ERC Consolidator Grant - Selecting genetic lesions with essential function for patients' leukaemia in vivo as targets for precision medicine (LEUKAEMIA TARGETED)
- Project leader: Prof. Dr. Irmela Jeremias
- Affiliation: Department of Pediatrics, Dr. von Hauner Children’s Hospital
- Funding: 2016 to 2021
In Europe, around two million individuals die from cancer each year. Cancer is a genetic disease and each patient's tumour contains several genetic lesions which are identified by next generation sequencing (NGS) and influence patient's outcome. A global current challenge lies in translating NGS data into benefit of cancer patients. As attractive novel therapeutic concept, precision medicine addresses genetic lesions using targeted therapies. A large number of targeted drugs and compounds exist and are currently developed such as kinase inhibitors; unfortunately, numerous clinical trials on targeted therapies failed.

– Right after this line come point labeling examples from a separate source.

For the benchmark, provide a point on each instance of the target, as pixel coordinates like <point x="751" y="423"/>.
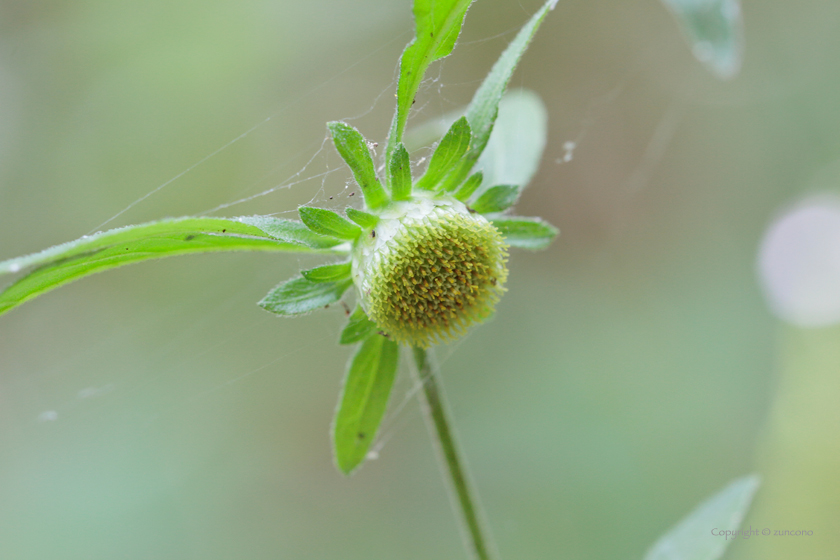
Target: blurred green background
<point x="631" y="371"/>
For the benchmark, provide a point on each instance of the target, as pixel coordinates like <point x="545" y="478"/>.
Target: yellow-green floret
<point x="429" y="270"/>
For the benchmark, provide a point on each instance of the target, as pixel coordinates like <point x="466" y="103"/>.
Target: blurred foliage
<point x="157" y="412"/>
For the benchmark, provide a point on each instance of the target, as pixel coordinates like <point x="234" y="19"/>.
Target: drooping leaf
<point x="354" y="150"/>
<point x="496" y="199"/>
<point x="482" y="110"/>
<point x="327" y="272"/>
<point x="693" y="538"/>
<point x="367" y="221"/>
<point x="364" y="398"/>
<point x="513" y="153"/>
<point x="715" y="32"/>
<point x="64" y="263"/>
<point x="469" y="187"/>
<point x="299" y="295"/>
<point x="447" y="157"/>
<point x="327" y="222"/>
<point x="359" y="327"/>
<point x="526" y="233"/>
<point x="437" y="26"/>
<point x="290" y="231"/>
<point x="399" y="170"/>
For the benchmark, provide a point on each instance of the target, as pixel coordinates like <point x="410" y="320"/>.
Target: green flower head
<point x="430" y="269"/>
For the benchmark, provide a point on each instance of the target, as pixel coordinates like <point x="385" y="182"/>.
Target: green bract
<point x="427" y="255"/>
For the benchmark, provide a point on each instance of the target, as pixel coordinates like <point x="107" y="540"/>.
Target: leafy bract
<point x="484" y="107"/>
<point x="695" y="538"/>
<point x="526" y="233"/>
<point x="64" y="263"/>
<point x="448" y="154"/>
<point x="328" y="272"/>
<point x="353" y="148"/>
<point x="469" y="187"/>
<point x="327" y="222"/>
<point x="399" y="173"/>
<point x="496" y="199"/>
<point x="367" y="221"/>
<point x="359" y="327"/>
<point x="363" y="401"/>
<point x="714" y="30"/>
<point x="437" y="26"/>
<point x="300" y="295"/>
<point x="290" y="231"/>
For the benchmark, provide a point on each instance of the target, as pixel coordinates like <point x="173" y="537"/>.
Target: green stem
<point x="437" y="417"/>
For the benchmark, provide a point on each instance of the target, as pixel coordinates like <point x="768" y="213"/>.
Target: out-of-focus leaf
<point x="363" y="400"/>
<point x="715" y="32"/>
<point x="437" y="26"/>
<point x="399" y="170"/>
<point x="327" y="222"/>
<point x="526" y="233"/>
<point x="359" y="327"/>
<point x="327" y="272"/>
<point x="693" y="537"/>
<point x="299" y="295"/>
<point x="515" y="148"/>
<point x="354" y="150"/>
<point x="64" y="263"/>
<point x="470" y="186"/>
<point x="482" y="110"/>
<point x="496" y="199"/>
<point x="367" y="221"/>
<point x="448" y="154"/>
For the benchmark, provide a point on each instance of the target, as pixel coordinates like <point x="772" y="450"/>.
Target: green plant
<point x="427" y="257"/>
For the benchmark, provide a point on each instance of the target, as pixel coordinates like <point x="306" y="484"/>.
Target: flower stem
<point x="437" y="418"/>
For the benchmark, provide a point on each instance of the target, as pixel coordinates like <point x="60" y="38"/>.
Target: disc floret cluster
<point x="430" y="271"/>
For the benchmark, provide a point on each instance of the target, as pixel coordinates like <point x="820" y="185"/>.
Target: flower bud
<point x="430" y="269"/>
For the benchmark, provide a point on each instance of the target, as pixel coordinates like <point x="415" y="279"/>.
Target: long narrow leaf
<point x="64" y="263"/>
<point x="364" y="398"/>
<point x="327" y="222"/>
<point x="328" y="272"/>
<point x="399" y="171"/>
<point x="715" y="32"/>
<point x="706" y="532"/>
<point x="437" y="26"/>
<point x="526" y="233"/>
<point x="484" y="107"/>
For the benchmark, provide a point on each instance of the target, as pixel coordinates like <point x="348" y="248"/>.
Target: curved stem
<point x="437" y="417"/>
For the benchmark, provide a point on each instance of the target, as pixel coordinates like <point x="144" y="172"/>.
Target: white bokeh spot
<point x="799" y="263"/>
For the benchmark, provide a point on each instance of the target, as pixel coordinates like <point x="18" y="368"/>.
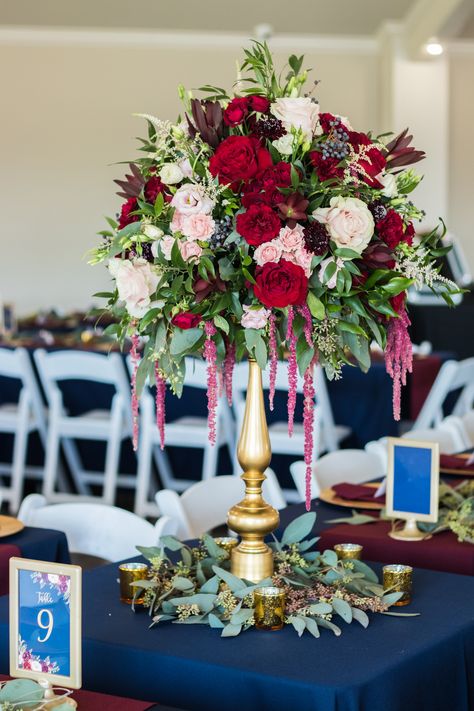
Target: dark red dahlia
<point x="269" y="127"/>
<point x="125" y="217"/>
<point x="316" y="238"/>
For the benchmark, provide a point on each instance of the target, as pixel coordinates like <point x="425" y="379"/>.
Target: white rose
<point x="152" y="231"/>
<point x="300" y="112"/>
<point x="349" y="222"/>
<point x="389" y="183"/>
<point x="284" y="145"/>
<point x="254" y="318"/>
<point x="190" y="199"/>
<point x="171" y="173"/>
<point x="136" y="281"/>
<point x="166" y="244"/>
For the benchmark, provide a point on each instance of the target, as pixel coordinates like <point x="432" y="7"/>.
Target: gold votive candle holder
<point x="398" y="578"/>
<point x="348" y="551"/>
<point x="227" y="542"/>
<point x="130" y="573"/>
<point x="269" y="608"/>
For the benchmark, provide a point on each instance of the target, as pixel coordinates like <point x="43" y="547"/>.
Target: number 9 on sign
<point x="45" y="622"/>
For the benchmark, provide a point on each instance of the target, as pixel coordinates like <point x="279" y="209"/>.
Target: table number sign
<point x="45" y="623"/>
<point x="412" y="485"/>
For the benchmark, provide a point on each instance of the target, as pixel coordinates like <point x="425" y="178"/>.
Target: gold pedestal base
<point x="253" y="519"/>
<point x="410" y="532"/>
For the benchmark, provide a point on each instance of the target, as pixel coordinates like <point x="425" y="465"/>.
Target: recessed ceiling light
<point x="434" y="48"/>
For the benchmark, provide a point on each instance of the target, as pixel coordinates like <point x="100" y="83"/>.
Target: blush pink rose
<point x="254" y="318"/>
<point x="291" y="238"/>
<point x="198" y="226"/>
<point x="190" y="250"/>
<point x="268" y="252"/>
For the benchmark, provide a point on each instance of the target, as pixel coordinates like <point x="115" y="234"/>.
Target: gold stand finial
<point x="253" y="518"/>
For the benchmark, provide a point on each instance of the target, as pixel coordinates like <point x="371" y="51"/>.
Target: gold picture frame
<point x="411" y="532"/>
<point x="73" y="679"/>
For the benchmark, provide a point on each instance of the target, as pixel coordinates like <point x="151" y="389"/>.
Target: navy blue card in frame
<point x="44" y="636"/>
<point x="412" y="479"/>
<point x="45" y="621"/>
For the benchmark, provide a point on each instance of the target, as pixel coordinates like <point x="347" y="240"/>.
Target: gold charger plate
<point x="329" y="496"/>
<point x="10" y="525"/>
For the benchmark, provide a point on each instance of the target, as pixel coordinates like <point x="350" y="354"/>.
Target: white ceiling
<point x="318" y="17"/>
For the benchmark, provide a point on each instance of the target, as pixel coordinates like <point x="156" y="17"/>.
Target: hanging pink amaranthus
<point x="210" y="353"/>
<point x="229" y="363"/>
<point x="273" y="351"/>
<point x="398" y="356"/>
<point x="308" y="426"/>
<point x="160" y="404"/>
<point x="292" y="370"/>
<point x="135" y="356"/>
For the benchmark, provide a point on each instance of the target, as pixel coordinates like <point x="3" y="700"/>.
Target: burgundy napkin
<point x="357" y="492"/>
<point x="452" y="461"/>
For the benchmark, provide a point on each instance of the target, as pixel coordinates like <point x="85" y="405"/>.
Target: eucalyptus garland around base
<point x="199" y="589"/>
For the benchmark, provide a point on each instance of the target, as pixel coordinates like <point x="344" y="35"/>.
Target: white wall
<point x="66" y="117"/>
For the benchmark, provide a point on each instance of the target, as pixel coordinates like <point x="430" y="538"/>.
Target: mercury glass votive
<point x="348" y="550"/>
<point x="227" y="542"/>
<point x="269" y="608"/>
<point x="398" y="578"/>
<point x="130" y="573"/>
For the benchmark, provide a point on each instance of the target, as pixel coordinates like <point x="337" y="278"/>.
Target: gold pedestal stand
<point x="253" y="519"/>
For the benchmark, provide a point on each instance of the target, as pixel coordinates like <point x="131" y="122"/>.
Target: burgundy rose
<point x="125" y="217"/>
<point x="236" y="111"/>
<point x="280" y="285"/>
<point x="391" y="229"/>
<point x="326" y="168"/>
<point x="258" y="224"/>
<point x="239" y="158"/>
<point x="186" y="320"/>
<point x="258" y="103"/>
<point x="372" y="164"/>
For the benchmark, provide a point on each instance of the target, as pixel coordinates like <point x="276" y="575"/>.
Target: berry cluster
<point x="316" y="238"/>
<point x="336" y="144"/>
<point x="222" y="230"/>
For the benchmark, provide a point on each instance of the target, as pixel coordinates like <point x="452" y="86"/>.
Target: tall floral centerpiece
<point x="259" y="224"/>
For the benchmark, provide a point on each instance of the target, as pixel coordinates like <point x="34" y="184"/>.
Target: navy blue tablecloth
<point x="397" y="664"/>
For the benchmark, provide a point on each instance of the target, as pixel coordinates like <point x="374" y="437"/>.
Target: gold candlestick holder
<point x="253" y="519"/>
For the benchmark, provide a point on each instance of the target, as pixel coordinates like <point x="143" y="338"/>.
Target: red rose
<point x="125" y="217"/>
<point x="259" y="224"/>
<point x="282" y="284"/>
<point x="258" y="103"/>
<point x="186" y="320"/>
<point x="238" y="158"/>
<point x="236" y="111"/>
<point x="326" y="168"/>
<point x="391" y="229"/>
<point x="372" y="164"/>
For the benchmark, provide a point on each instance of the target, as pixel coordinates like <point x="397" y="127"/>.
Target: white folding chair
<point x="298" y="474"/>
<point x="186" y="431"/>
<point x="326" y="435"/>
<point x="20" y="419"/>
<point x="109" y="426"/>
<point x="353" y="466"/>
<point x="205" y="504"/>
<point x="453" y="376"/>
<point x="96" y="529"/>
<point x="448" y="439"/>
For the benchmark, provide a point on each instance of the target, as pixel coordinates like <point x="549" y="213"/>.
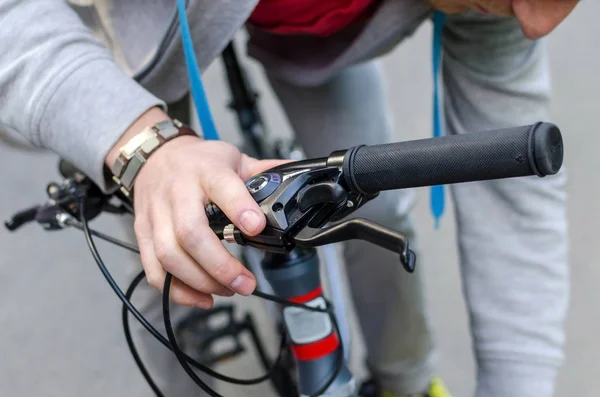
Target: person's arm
<point x="61" y="88"/>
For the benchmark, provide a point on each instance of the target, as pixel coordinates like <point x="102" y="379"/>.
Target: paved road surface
<point x="61" y="333"/>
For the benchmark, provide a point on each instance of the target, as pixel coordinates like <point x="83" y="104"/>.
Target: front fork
<point x="315" y="343"/>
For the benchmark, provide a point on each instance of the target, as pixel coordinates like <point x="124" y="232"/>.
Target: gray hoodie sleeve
<point x="60" y="87"/>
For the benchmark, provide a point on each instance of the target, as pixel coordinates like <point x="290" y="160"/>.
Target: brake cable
<point x="171" y="343"/>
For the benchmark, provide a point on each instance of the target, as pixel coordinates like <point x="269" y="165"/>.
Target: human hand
<point x="537" y="17"/>
<point x="171" y="227"/>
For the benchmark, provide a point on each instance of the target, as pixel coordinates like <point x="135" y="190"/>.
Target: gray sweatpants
<point x="512" y="233"/>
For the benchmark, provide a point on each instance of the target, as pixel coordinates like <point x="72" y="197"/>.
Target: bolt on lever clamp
<point x="299" y="200"/>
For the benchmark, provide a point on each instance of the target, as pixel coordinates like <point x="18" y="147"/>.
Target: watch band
<point x="134" y="154"/>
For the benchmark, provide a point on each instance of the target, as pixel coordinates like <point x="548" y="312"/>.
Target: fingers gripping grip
<point x="529" y="150"/>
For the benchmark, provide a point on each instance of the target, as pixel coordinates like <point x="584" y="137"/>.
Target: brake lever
<point x="360" y="229"/>
<point x="21" y="218"/>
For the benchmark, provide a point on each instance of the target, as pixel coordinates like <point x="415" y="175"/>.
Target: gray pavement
<point x="60" y="322"/>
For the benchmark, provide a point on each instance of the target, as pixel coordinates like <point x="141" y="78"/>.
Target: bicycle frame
<point x="295" y="276"/>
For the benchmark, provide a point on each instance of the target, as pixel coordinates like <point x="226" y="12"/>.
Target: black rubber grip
<point x="529" y="150"/>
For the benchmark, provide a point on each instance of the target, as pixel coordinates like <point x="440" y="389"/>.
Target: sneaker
<point x="436" y="389"/>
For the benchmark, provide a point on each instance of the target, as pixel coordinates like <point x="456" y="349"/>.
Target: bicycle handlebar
<point x="528" y="150"/>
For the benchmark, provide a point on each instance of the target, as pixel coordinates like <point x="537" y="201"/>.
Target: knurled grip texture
<point x="528" y="150"/>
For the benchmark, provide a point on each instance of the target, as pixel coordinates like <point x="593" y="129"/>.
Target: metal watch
<point x="134" y="154"/>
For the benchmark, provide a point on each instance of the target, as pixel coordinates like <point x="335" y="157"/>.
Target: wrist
<point x="148" y="119"/>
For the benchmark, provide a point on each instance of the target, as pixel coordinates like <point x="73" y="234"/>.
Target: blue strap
<point x="207" y="123"/>
<point x="437" y="192"/>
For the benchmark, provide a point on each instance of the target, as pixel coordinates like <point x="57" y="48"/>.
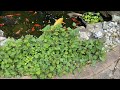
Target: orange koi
<point x="17" y="14"/>
<point x="9" y="15"/>
<point x="33" y="29"/>
<point x="26" y="19"/>
<point x="30" y="11"/>
<point x="37" y="25"/>
<point x="18" y="32"/>
<point x="1" y="24"/>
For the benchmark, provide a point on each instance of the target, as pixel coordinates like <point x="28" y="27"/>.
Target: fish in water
<point x="2" y="38"/>
<point x="1" y="24"/>
<point x="79" y="20"/>
<point x="59" y="21"/>
<point x="17" y="14"/>
<point x="33" y="29"/>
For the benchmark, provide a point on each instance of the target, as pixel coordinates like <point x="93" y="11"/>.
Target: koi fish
<point x="1" y="24"/>
<point x="59" y="21"/>
<point x="9" y="15"/>
<point x="76" y="21"/>
<point x="33" y="29"/>
<point x="18" y="32"/>
<point x="30" y="11"/>
<point x="1" y="16"/>
<point x="17" y="14"/>
<point x="37" y="25"/>
<point x="26" y="19"/>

In order to better exploit NGS data, it is important to discriminate between genetic lesions that are required and maintain patients' tumours in vivo and others that do not – an impossible mission so far. My proposal aims at solving this key question. Using acute leukaemia as model tumour disease, we propagate primary tumour cells from patients in immuno-deficient mice. We recently pioneered a worldwide unique technique which allows the distinct genetic manipulation of individual patients' tumour cells while they grow in vivo.
We will molecularly target tumour-specific genetic lesions one by one; if tumour load is reduced, the lesion fulfils an essential function; essential lesions represent attractive therapeutic targets. Using our cutting edge technology, we will identify genetic lesions with essential, tumour-relevant function
- in established tumour disease and
- in the clinically challenging situations of minimal residual disease and relapse.